Hepatic cavernous hemangioma: a potential pitfall during evaluation of gastrointestinal bleeding with 99mTc-labeled erythrocytes.

作者信息

Lecklitner M L

出版信息

Eur J Nucl Med. 1985;10(3-4):178-80. doi: 10.1007/BF00252733.

Abstract

The purpose of this report is to underscore one previously unreported hepatic parenchymal lesion detected during evaluation of occult lower gastrointestinal hemorrhage.
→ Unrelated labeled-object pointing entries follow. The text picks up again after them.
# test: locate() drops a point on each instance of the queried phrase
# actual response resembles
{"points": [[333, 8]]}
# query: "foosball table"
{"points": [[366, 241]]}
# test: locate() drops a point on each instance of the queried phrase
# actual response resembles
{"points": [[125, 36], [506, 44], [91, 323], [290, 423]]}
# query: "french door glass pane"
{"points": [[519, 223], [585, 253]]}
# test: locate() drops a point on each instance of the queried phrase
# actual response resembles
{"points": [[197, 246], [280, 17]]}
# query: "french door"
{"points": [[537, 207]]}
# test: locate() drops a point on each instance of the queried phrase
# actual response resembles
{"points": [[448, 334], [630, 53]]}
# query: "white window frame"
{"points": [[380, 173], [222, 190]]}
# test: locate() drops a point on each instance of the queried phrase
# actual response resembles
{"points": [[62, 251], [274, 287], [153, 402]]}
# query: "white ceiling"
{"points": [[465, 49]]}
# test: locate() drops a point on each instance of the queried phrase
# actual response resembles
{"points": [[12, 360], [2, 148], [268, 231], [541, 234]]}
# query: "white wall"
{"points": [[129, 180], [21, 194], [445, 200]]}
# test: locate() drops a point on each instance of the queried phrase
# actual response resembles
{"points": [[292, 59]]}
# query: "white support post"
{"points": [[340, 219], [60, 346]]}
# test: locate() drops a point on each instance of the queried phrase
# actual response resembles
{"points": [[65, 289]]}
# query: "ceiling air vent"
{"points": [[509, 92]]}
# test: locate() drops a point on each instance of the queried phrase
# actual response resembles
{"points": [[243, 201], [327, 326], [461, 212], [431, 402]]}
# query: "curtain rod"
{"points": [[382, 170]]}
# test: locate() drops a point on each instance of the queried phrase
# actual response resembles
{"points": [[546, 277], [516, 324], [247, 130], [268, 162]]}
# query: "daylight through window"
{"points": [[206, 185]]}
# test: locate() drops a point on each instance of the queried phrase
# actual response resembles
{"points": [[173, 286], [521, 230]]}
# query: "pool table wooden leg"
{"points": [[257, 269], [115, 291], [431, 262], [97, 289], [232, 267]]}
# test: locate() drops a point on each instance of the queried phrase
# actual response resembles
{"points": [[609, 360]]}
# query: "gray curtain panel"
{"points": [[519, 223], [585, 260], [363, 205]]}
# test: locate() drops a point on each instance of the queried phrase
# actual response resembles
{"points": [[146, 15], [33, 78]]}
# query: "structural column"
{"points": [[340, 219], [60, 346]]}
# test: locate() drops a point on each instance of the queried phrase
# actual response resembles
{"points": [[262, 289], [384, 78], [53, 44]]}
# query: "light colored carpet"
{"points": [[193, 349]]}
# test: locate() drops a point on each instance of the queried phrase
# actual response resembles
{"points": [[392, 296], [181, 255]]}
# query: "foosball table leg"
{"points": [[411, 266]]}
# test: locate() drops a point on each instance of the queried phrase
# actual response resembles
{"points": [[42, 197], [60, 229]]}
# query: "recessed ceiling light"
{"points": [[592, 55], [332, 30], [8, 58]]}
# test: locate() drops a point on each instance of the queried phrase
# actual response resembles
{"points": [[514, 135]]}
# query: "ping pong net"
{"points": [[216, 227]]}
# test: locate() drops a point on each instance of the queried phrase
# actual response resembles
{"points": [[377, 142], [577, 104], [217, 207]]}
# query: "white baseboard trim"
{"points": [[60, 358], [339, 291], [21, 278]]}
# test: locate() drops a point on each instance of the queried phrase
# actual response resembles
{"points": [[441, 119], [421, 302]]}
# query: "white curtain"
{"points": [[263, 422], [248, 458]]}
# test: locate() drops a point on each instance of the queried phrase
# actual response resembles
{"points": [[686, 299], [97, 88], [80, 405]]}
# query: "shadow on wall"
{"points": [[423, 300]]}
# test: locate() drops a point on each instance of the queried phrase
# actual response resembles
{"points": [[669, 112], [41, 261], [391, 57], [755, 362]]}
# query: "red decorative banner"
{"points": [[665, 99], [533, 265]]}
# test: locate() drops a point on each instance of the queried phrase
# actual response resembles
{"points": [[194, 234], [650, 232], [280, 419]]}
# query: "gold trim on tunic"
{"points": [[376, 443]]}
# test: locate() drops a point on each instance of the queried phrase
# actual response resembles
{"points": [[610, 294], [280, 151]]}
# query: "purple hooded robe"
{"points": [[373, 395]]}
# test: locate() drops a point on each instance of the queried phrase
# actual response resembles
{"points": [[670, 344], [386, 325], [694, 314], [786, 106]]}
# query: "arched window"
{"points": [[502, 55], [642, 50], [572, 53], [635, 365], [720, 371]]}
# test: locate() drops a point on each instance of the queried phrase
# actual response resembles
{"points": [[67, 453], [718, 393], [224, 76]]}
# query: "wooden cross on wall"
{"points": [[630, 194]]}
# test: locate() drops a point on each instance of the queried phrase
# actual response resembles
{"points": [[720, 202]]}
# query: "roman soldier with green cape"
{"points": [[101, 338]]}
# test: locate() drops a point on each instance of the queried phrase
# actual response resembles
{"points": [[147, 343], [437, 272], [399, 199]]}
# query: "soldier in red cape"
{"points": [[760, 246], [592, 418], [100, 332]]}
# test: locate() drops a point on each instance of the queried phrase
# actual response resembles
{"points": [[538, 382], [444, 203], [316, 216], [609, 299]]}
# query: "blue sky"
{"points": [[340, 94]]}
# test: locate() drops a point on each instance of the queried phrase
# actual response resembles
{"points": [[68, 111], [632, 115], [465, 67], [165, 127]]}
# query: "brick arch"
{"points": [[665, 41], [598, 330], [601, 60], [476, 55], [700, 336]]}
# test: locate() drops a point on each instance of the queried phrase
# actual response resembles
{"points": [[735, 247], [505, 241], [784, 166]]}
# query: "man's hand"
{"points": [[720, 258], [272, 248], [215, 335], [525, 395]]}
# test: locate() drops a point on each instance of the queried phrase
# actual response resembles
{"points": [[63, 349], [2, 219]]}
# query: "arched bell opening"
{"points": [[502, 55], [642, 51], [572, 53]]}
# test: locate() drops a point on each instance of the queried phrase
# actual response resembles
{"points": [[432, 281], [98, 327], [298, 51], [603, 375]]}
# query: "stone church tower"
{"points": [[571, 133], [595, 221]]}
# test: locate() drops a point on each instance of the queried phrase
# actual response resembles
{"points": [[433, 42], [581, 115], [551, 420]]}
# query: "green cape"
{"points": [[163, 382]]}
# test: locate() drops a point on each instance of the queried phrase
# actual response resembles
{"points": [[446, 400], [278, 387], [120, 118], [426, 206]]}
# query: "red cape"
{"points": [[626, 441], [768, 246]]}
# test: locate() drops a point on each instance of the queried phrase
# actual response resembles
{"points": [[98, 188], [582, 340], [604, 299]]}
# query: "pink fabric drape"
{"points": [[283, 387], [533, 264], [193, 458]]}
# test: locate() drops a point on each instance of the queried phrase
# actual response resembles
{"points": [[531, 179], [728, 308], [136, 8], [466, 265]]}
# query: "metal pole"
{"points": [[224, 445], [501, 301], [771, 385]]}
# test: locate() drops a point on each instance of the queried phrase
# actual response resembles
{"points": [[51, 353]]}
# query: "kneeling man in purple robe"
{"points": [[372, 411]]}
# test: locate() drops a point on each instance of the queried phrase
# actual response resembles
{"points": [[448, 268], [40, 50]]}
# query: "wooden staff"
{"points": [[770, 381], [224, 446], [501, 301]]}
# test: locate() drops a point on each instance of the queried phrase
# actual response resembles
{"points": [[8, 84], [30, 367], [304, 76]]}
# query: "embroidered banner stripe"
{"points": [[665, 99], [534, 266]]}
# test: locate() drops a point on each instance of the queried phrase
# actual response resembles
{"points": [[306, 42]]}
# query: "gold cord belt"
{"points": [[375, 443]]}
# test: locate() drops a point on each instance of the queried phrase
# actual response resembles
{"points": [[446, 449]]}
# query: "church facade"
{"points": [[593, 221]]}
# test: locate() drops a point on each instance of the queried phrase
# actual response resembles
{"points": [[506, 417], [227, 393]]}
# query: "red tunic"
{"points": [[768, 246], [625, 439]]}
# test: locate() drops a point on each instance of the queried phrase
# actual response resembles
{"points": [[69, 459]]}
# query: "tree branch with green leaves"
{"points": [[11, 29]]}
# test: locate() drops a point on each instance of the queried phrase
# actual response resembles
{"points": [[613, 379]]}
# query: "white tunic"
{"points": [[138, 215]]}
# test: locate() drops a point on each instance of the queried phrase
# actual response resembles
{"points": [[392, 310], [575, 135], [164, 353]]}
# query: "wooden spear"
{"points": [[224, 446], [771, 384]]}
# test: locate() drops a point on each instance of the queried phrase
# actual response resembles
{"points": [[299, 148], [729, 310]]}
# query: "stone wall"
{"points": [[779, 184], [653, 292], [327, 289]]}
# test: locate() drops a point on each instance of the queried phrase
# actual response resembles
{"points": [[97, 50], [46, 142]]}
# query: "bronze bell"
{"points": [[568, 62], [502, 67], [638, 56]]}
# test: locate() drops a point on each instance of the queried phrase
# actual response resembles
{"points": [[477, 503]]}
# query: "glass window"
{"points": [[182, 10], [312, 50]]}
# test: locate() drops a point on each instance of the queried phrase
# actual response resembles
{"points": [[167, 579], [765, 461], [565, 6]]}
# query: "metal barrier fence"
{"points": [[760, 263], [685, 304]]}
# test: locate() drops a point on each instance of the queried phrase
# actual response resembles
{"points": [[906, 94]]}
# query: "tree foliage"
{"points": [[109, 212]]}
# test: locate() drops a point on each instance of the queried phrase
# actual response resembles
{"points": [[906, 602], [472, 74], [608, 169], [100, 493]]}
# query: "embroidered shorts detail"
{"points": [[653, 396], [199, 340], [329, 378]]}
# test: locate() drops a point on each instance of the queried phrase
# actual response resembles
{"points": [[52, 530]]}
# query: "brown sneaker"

In more than 90% of the patients harboring the lesion, the individual remains asymptomatic, requires no intervention, and closed biopsy is contraindicated: hepatic cavernous hemangioma. Whereas the list is expanding of normal and abnormal structures which can interfere with the interpretation of scintigraphic gastrointestinal bleeding studies accomplished with 99mTc-labeled erythrocytes, it is absolutely necessary to demonstrate intestinal transit of the activity, in order to discount detected activity in either nonhemorrhagic lesions or normal structures as the nidus of suspected bleeding.

摘要

本报告的目的是强调在隐匿性下消化道出血评估过程中检测到的一种此前未报告的肝实质病变。在超过90%患有该病变的患者中,个体无症状,无需干预,且禁忌进行闭合活检:即肝海绵状血管瘤。虽然会干扰用99mTc标记红细胞进行的闪烁扫描胃肠道出血研究解释的正常和异常结构的清单在不断增加,但绝对有必要证明活性物质的肠道转运情况,以便将在非出血性病变或正常结构中检测到的活性排除在疑似出血病灶之外。